With a waterfall project, a big spec is written (normally by someone non technical) which is bided on by agencies or given to an internal team to “build”. Its not uncommon for designs to be commissioned and completed before the development team have even been hired.

2: Agile.

Agile takes a number of forms and I am not an expert. I have 3 years of agile experience within the BBC, but that is all, so my viewpoint here is limited.

The basic principle of Agile (see disclaimer above ;)) is that you define the problems upfront (often with “User Stories”) and then tackle each small element of the story piece by piece. Building something in layers. Using the output of one story to influence the development of the next story etc etc.

In the agile world, there are different methods (scrum, kanban etc), but they all boil down to similar tenets. Such as, estimation, thin slices, and defining the solution to the problem as closely to the problem entering development as possible.

Scrum teams work in sprints, often of 2 weeks or so. At the end of every sprint the aim is for value to be delivered to the user. So for example, an early sprint’s goal may be “Have a user system with avatars and secure signup”. Within that sprint a series of users stories (e.g. problems) may be developed. For example, the stories in a sprint about a user system may include “As a user I would like to be able to sign up” “as a user I would like to be able to sign up” etc etc.

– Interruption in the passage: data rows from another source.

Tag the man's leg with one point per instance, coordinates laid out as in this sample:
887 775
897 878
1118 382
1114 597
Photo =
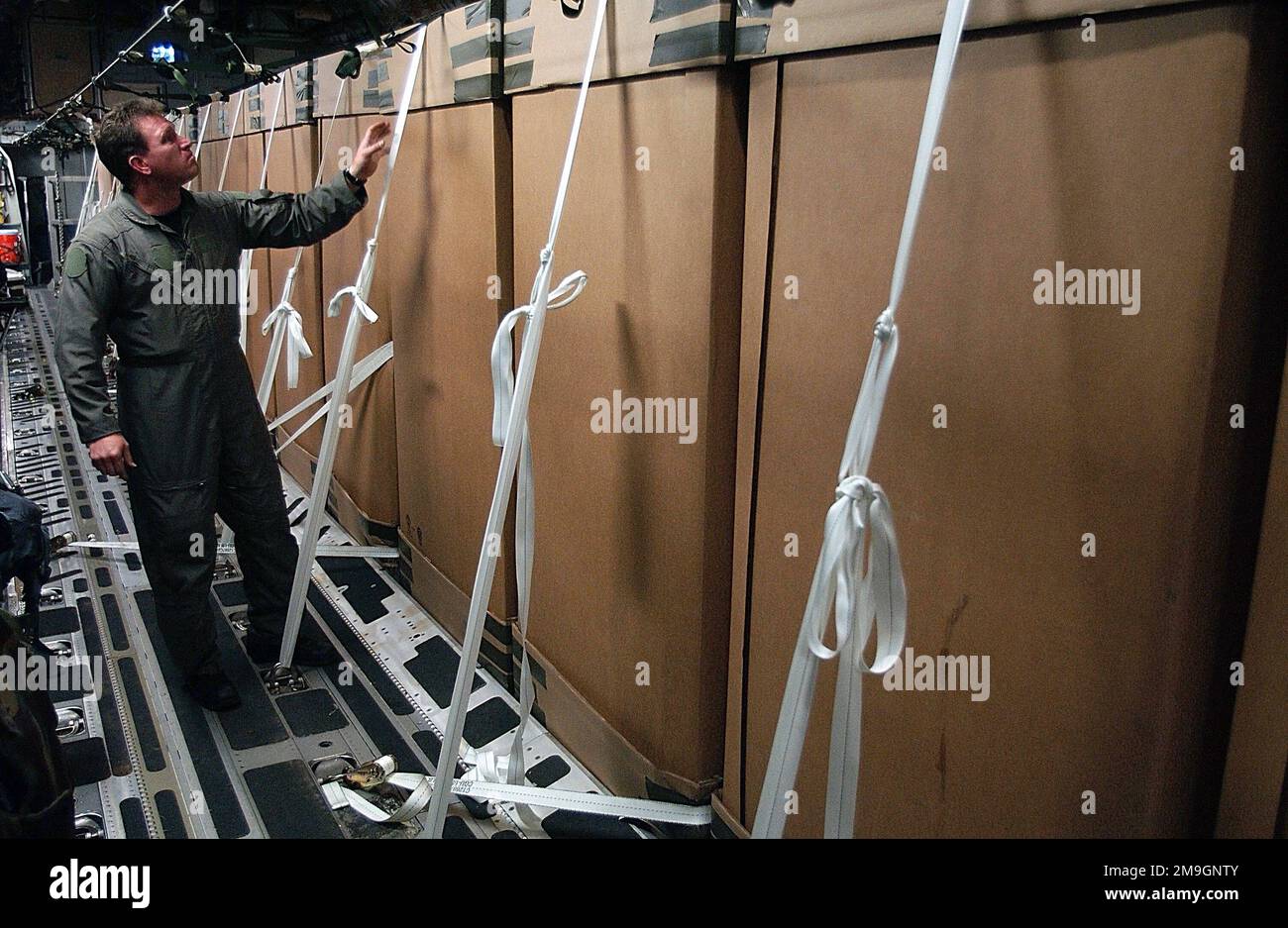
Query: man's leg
250 501
176 544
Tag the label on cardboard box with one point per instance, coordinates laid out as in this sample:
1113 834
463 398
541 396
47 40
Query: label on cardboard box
773 27
544 47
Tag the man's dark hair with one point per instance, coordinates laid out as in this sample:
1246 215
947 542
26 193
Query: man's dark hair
119 138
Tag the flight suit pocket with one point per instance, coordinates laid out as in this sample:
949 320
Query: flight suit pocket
171 305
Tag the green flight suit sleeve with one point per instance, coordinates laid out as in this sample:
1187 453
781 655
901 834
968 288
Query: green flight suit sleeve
283 220
85 303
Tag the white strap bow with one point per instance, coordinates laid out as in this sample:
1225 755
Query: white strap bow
502 352
296 345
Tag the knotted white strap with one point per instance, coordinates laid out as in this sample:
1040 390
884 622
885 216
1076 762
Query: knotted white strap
333 309
502 352
342 791
284 312
510 766
857 580
362 369
286 323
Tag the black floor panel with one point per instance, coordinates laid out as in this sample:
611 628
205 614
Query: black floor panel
487 722
58 621
290 803
108 704
115 623
567 824
310 713
385 737
364 588
231 593
368 665
549 772
434 669
86 761
254 722
220 800
145 729
132 816
171 819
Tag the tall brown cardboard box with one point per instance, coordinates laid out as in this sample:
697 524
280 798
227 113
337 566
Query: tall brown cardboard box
632 531
1063 421
449 258
291 168
366 464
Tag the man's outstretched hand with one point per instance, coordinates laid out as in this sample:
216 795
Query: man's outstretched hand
374 146
111 455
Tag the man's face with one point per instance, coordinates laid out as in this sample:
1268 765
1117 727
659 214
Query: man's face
168 157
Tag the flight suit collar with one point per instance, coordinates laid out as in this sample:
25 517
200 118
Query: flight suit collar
132 209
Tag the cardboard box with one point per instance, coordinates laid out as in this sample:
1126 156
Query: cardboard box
291 168
447 257
366 464
545 48
376 89
632 531
1252 787
462 63
772 27
1108 672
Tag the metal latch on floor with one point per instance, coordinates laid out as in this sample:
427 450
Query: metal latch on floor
375 778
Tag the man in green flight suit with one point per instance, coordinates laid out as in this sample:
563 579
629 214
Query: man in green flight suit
188 434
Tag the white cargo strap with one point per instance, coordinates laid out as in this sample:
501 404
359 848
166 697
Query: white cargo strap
228 149
90 187
510 769
284 319
287 325
201 134
858 574
514 446
340 791
359 313
362 370
244 266
201 137
323 550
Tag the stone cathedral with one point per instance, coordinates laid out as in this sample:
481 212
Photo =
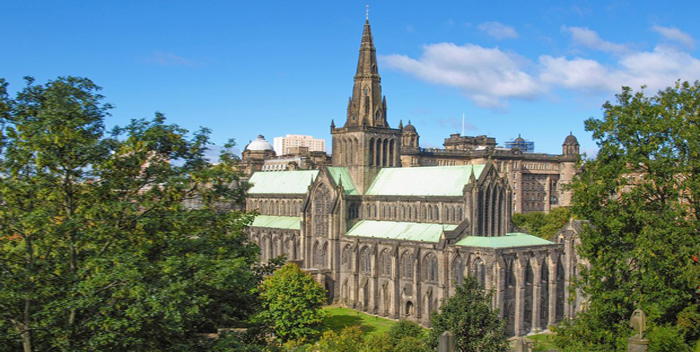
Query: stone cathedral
395 241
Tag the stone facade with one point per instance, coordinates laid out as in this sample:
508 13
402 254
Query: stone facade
538 179
395 241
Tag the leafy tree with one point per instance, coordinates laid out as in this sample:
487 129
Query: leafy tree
642 197
291 303
545 225
468 315
98 250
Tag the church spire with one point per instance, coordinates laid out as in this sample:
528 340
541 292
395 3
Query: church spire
367 106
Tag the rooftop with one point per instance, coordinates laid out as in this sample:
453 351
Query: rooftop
424 181
282 182
395 230
510 240
277 222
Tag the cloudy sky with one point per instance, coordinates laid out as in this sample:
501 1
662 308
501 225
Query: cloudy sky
538 69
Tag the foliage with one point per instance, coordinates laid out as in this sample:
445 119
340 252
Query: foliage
545 225
291 303
667 339
468 315
98 251
642 197
688 322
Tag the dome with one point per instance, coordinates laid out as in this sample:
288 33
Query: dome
409 128
259 144
570 140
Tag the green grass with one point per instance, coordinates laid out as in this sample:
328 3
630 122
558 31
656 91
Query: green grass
339 317
543 342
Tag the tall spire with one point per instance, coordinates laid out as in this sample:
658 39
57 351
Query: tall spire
367 106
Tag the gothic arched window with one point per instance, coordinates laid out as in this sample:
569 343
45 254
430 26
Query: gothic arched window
346 258
365 261
321 208
479 271
406 265
385 263
430 267
457 271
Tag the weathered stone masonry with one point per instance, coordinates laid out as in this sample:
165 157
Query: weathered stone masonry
395 241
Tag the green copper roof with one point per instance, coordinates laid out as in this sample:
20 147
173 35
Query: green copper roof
342 174
277 222
282 182
393 230
508 241
423 181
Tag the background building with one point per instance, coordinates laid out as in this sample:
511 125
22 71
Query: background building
521 143
284 145
391 229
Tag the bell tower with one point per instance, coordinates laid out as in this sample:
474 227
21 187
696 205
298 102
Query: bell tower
366 143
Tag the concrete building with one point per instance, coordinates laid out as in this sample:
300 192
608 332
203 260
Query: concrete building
522 144
395 241
285 145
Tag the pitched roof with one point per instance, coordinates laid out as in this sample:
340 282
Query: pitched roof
423 181
282 182
510 240
341 174
394 230
277 222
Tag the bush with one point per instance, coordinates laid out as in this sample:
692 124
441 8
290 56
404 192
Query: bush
667 339
291 304
468 315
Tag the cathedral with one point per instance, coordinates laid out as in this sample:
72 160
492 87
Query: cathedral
390 236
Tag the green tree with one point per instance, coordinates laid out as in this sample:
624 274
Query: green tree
291 304
98 250
642 197
468 315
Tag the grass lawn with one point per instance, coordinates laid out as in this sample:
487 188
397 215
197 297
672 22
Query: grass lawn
543 342
340 317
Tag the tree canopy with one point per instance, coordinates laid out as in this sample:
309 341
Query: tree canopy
468 315
114 241
291 303
545 225
642 197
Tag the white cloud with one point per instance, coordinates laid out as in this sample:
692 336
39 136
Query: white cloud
169 59
485 75
676 35
654 69
578 73
490 77
591 39
498 30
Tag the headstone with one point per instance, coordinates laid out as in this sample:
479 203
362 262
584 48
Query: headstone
638 322
446 342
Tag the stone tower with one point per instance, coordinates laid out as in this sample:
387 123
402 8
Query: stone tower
366 143
570 147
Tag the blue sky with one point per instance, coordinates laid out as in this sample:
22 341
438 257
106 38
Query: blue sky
276 67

The planning of the detail of those tickets (the definition of the solution) is done before the sprint starts, but not too far ahead.

I have probably murdered the definition of agile enough for now, but I believe thats the core of it. If you know better, please leave me a comment :D

Putting it all together.

So those two decisions, the WHO and the HOW can be combined to give you development options. I have enumerated a few below:

Who: hire a team How: Agile
Who: oursourcing How: Waterfall
Who: Partnering How: Agile

And so on.

And finally…

With all that said, what are my thoughts? How should you build a software project.? I’m afraid the answer is I don’t know. So instead of trying to make something up, here are my experiences with the combinations I have experience off:

Who: outsourcing How: Waterfall

This is how + Lion operated. I worked with a client to develop a spec and help them define their solution, or they came to me with a project to be built. I managed the build, building some parts myself, and subcontracting other parts as required.

Who: inhouse How: Agile (Scrum)

When I was working in the BBC Radio & Music team, we built the first version of iPlayer radio. I worked on an agile team named eno, as a front-end developer.

This was my first introduction to agile and it was impressive. The team operated with a very good technical project manager (an ex dev) who helped to organise sprints and provide updates to the wider business. The TPM also arranged releases and did work keeping the ticket management board up to date.

Who: Partners How: Agile (Kanban)

When I was working in platform engineering, business as usual support was provided by a team called the eagles. The eagles was the combined support of a number of scrum teams, each team contributed one team member per sprint to join the eagles team which operated using the Kanban model.

For BAU work, where tickets come in, are of differing sizes, but generally are smaller tasks, kanban worked well. I fondly remember the thrill of delivering tickets every couple of days. It’s enjoyable to see some work release a mere hour or so after its completion (in a scrum teams, releases were normally made once per sprint).

However, for project work (getting a new software build of the ground) kanban was more complicated. My experiences of kanban in this environment are less positive. While in theory planning could itself be a ticket (e.g., a ticket called “plan the user system”) it was way to easy for tickets to end up being co-dependent. This could mean that while there were 40 or more tickets on the backlog at any one time. Only perhaps 3 could be worked on.

My opinion is that it is better to start projects with scrum, but maintain projects with kanban.

Wrapping up.

I hope this article it useful. It’s not exhaustiveI’m and I’m sure its wrong in many places, but hopefully it gives a feel for the options which are out there.